10 Years Ago—June 2010
• The Tomorrow River Lions Club held its fifth annual “Gone Too Soon” Memorial Softball Tournament on June 18-19 at Nelson Park with eight teams competing. The Klements/Milwaukee Brewers Racing Sausages made an appearance the first night of the tournament to compete in a local version of their famous sausage race.
• Deena Gordon opened Vision, an interior design/home décor shop with an ice cream and smoothie parlor in the rear, in the former television repair shop on Main Street in Amherst.
• The Friends of the Lettie Jensen Library raised more than $1,100 for the library through a silent auction.
• The Tomorrow River Chautauqua held a “Rolling Chautauqua” bus tour of area lakes and rivers April 9. Ray Reser and John “Crow” Wright shared their knowledge of local Native American history of the area.
• Submissions were being sought for the fifth annual Central Wisconsin Film Festival, scheduled for November 5-7. The Jensen Center was one of the theaters used to show the films later that year.
• UW-Stevens Point professor of water resources George Kraft received the American Water Resources Association (Wisconsin section) Distinguished Service Award. It’s the organization’s highest honor given to water resource professionals, scientists, and policymakers who have made exceptional contributions to enhance the water quality of water resources in Wisconsin.
• UW-Stevens Point professor of global conservation Michael Dombeck received the Ansel Adams Award from the Wilderness Society. His work to restore balance to the management of 155 national forests, making clean water, recreation, and fish and wildlife priorities, as well as much other conservation work, were cited as the reasons for his award.

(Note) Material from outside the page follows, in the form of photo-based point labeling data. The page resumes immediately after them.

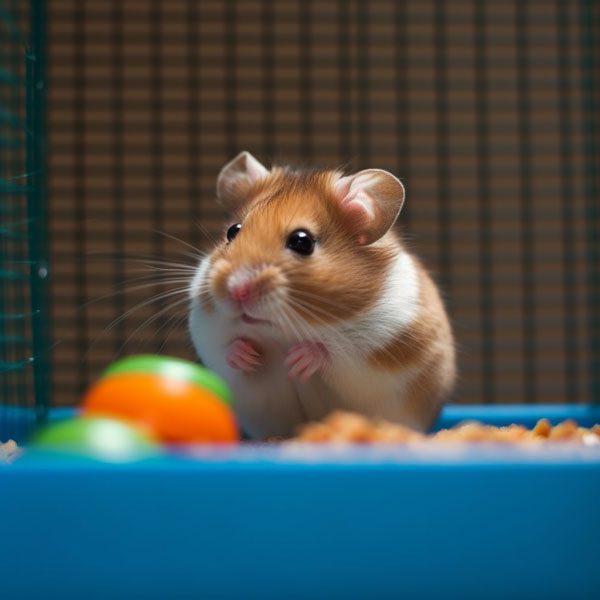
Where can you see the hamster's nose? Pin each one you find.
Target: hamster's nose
(241, 292)
(240, 289)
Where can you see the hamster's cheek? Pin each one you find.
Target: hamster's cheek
(218, 276)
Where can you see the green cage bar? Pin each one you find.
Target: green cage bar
(24, 358)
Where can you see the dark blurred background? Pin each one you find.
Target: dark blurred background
(486, 110)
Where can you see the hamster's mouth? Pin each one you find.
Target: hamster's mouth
(246, 318)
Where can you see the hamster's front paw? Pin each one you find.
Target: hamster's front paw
(242, 354)
(305, 359)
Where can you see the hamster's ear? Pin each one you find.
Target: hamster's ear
(236, 177)
(371, 201)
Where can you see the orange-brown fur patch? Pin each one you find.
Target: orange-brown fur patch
(427, 336)
(340, 280)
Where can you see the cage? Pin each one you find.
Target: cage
(24, 308)
(487, 111)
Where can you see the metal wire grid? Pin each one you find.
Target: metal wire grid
(485, 109)
(24, 351)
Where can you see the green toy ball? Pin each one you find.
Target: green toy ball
(96, 437)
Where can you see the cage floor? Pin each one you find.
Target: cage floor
(283, 522)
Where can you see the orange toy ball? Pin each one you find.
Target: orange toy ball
(176, 411)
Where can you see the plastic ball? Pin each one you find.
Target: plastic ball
(100, 438)
(171, 367)
(170, 399)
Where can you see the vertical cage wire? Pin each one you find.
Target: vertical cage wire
(24, 268)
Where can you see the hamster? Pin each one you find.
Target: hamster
(312, 303)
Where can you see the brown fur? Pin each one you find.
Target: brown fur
(423, 336)
(343, 281)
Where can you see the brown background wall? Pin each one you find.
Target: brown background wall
(477, 106)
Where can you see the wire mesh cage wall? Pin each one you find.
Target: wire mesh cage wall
(24, 351)
(486, 110)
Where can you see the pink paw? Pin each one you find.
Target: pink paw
(243, 355)
(305, 359)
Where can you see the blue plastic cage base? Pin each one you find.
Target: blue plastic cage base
(281, 522)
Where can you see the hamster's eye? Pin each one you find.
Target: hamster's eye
(233, 231)
(301, 242)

• The Spirit presented a two-page feature on the amazing model railroad layout of Amherst Junction’s Gordy Sauve. He and Amherst’s Dennis Cook are two local members of the Waupaca Area Model Railroaders Club, which was preparing for an exhibition at the June 19-20 Strawberry Festival in Waupaca.

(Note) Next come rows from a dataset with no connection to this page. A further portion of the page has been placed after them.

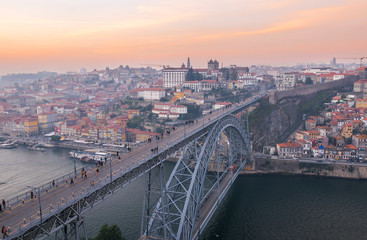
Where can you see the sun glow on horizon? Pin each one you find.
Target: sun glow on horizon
(64, 35)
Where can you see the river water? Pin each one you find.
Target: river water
(256, 207)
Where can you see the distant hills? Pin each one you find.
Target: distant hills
(21, 77)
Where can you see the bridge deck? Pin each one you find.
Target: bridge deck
(18, 218)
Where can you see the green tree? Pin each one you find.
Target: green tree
(164, 99)
(135, 122)
(106, 232)
(55, 138)
(309, 81)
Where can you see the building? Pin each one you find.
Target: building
(213, 65)
(148, 93)
(46, 121)
(132, 113)
(174, 77)
(361, 103)
(31, 126)
(347, 130)
(360, 86)
(137, 135)
(286, 81)
(167, 110)
(289, 149)
(198, 86)
(310, 124)
(222, 105)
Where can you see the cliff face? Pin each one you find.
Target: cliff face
(271, 124)
(281, 166)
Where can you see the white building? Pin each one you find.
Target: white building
(221, 105)
(173, 77)
(198, 86)
(148, 93)
(167, 110)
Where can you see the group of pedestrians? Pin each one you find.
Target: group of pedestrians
(84, 173)
(4, 231)
(154, 150)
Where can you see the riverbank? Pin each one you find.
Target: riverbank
(266, 165)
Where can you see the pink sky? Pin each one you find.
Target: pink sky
(65, 36)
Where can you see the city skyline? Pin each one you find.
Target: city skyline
(66, 36)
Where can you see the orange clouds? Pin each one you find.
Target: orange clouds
(272, 32)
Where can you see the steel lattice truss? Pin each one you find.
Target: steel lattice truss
(176, 213)
(182, 192)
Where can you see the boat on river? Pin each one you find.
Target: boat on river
(8, 144)
(36, 148)
(92, 157)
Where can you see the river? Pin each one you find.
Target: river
(256, 207)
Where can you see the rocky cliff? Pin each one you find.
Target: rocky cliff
(273, 123)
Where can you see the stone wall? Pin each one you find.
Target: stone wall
(281, 166)
(276, 96)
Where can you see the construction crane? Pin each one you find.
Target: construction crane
(155, 65)
(360, 65)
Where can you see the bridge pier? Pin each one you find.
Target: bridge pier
(193, 193)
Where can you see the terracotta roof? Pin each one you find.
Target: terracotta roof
(351, 146)
(289, 145)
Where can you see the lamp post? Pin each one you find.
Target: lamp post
(74, 163)
(110, 167)
(33, 188)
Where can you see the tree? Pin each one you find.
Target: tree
(112, 232)
(164, 99)
(192, 76)
(309, 81)
(55, 138)
(135, 122)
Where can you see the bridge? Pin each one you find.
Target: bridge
(214, 150)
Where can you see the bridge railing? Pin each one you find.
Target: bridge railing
(43, 188)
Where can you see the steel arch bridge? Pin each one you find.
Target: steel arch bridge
(182, 207)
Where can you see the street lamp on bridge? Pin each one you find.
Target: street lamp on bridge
(33, 188)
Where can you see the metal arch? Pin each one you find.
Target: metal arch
(174, 218)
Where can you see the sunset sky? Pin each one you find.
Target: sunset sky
(70, 34)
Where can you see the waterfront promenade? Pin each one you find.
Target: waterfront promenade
(23, 214)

• Kathryn Jeffers shared the story of converting the Amherst Coffee Company into Morning Star Coffee & Bistro. (The building now houses The Landmark.)

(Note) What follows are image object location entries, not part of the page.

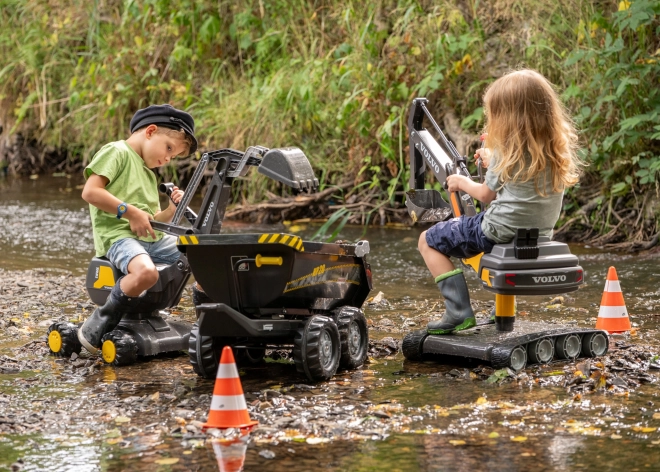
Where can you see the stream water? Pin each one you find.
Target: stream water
(449, 419)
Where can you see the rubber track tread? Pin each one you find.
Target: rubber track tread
(412, 345)
(202, 354)
(125, 346)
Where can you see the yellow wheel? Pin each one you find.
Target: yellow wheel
(118, 348)
(55, 341)
(109, 351)
(63, 339)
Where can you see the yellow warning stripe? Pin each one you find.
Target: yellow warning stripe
(286, 239)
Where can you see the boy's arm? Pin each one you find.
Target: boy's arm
(166, 215)
(95, 194)
(479, 191)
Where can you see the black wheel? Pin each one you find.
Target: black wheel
(353, 336)
(316, 348)
(507, 356)
(412, 345)
(118, 348)
(594, 344)
(568, 346)
(541, 351)
(203, 353)
(63, 339)
(250, 356)
(518, 358)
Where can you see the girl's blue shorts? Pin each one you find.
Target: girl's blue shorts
(460, 237)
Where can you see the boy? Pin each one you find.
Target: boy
(122, 193)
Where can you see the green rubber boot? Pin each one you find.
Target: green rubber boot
(458, 311)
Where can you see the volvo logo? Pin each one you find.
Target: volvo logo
(208, 214)
(429, 158)
(549, 279)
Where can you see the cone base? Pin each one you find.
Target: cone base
(614, 325)
(248, 425)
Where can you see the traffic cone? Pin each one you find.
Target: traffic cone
(230, 454)
(613, 315)
(228, 407)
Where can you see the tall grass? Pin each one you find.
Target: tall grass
(332, 77)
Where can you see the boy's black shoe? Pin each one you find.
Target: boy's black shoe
(105, 318)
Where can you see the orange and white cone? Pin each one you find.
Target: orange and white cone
(228, 407)
(613, 315)
(230, 454)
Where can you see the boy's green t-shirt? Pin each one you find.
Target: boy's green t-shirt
(131, 181)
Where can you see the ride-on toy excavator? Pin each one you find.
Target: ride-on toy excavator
(529, 265)
(263, 290)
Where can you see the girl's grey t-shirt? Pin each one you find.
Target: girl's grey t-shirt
(519, 206)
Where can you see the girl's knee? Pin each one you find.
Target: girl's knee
(422, 245)
(147, 277)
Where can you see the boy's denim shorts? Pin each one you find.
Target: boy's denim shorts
(122, 252)
(460, 237)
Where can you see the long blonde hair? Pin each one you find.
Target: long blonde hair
(530, 129)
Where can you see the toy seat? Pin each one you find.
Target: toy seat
(529, 265)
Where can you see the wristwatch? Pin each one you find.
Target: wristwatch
(121, 209)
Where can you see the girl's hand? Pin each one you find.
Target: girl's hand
(484, 154)
(454, 182)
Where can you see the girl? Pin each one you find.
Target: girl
(531, 158)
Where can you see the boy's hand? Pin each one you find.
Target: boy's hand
(454, 182)
(139, 221)
(176, 196)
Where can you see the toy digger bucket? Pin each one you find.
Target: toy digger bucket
(427, 206)
(290, 167)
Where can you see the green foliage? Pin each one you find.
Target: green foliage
(334, 78)
(617, 69)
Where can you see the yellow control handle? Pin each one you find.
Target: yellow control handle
(261, 260)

• As its 40th anniversary approached, area residents who attended the Iola Rock Fest/People’s Fest in 1970 shared their memories.
• Paragon Potato Farms of Bancroft and the Portage County Literacy Council received the Outstanding Achievement Workplace Literacy Award from Wisconsin Literacy for their work in teaching English to their Spanish-speaking employees and vice-versa. Much of the teaching was coordinated by Desiah Melby.
• Jenna Pitt was named the 2010 Scholar Athlete in Division 3-Girls by the Wisconsin Interscholastic Athletic Association.
The Community Spirit continues to search for a local writer/historian to produce future installments of this column. Interested? Contact Bonni at email@example.com or Brent at firstname.lastname@example.org. A small stipend for the work is available.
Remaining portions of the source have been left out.